I am a bold, creative, and innovative twenty-year-old girl who doesn’t give a damn about who says what about what. My hair is bright red. Sometimes, I walk with a smile so wide that even the most cynical human being can’t help but crack that cold demeanor that they carry so well. I wear crop tops, even though I don’t have a “crop top body”, and I am not afraid to be on my own or to have fun on my own. I have a fire in my heart that’s been burning for since I can remember. I love my life and I love myself, though I’d be lying if I said that I have always been this way.
Now, I’m not going to tell you a sob story, though I will say that middle school and high school were the hardest years yet. As a kid, I was bullied for being different, which is the basis for why most kids get bullied nowadays. I also suffered from extreme anxiety, mild depression, and was very self-conscious of how I looked and spoke. It also didn’t help that puberty was working at a snail’s pace and that I had a bit of a stutter. My eating habits varied from eating nothing at all to stuffing my face until my belly grew twice its size. By the time I reached high school, I was a well-known bullseye for every bored and angry athlete or popular girl to shoot their arrows at. I was miserable, to say the least. At my lowest point, I had no one to talk to and was battling my demons with a broken sword and a broken spirit.
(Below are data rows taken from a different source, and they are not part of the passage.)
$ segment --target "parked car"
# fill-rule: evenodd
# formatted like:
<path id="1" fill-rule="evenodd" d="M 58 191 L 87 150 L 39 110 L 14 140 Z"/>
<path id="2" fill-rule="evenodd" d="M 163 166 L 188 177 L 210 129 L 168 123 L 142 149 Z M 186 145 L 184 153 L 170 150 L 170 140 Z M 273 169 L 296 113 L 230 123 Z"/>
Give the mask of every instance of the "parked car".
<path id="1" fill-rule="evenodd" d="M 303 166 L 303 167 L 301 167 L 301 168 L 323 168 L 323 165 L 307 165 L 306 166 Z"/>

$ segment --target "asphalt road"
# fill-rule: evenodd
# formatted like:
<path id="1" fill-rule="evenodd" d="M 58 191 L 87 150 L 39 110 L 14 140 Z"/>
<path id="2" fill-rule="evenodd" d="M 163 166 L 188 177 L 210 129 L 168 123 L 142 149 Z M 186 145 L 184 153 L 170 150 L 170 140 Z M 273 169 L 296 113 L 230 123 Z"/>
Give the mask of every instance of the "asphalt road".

I felt like my life held no substance and wasn’t worth living anymore. The fire in my heart was faint. What was the point?
Then, something clicked.
My life didn’t have to be this way. I didn’t have to hate my body or myself. I didn’t have to be this way. Once that thought settled in, the reparations began. It was only a matter of time until the fire in my heart rekindled itself.
It wasn’t easy. I was starting from scratch, building up the salvageable pieces of me that I didn’t think existed anymore. All of me was put on a table for examination and construction. I swallowed my fears and slapped on a new skin. I found myself in works of art, expressed my pain in the things that I loved, and stopped internalizing my fears and my pain. I became the opposite of who I was.
I graduated high school at the top of my class and I haven’t looked back since. Once I left, I focused less on pleasing those around me and more on pleasing myself. I swallowed my fears and dove headfirst into a new style of clothing. I dressed in ways that I had only ever dreamed of dressing. With my new sense of fashion came a whole new attitude, and I slowly became the young woman of my dreams. I sealed the deal by cutting off most of my hair and dying it sea green.
Now, here I am. It took me a long time to get here, but I don’t regret the life I’ve lived or the pain that I’ve felt. It’s built me up to be the breathtakingly wonderful human that I am, this very moment.
Now, I say this to you, dear reader: there is always room for remodeling and improvements. Who you are is not the person that you have to be tomorrow, or even in the next hour. Your past, who you used to be, does not have to be the thing that cripples you from being who you dream of being. Chances are that the thing that cripples you now will be the same thing that puts you right on your feet and pushes you to take your first steps.
Take it from me, a girl who went from loathing who she was while contemplating the value that her life held to being a girl who is utterly in love with life and the person she is becoming.
We’re all a work in progress, but I decided when the work began to make progress. So can you.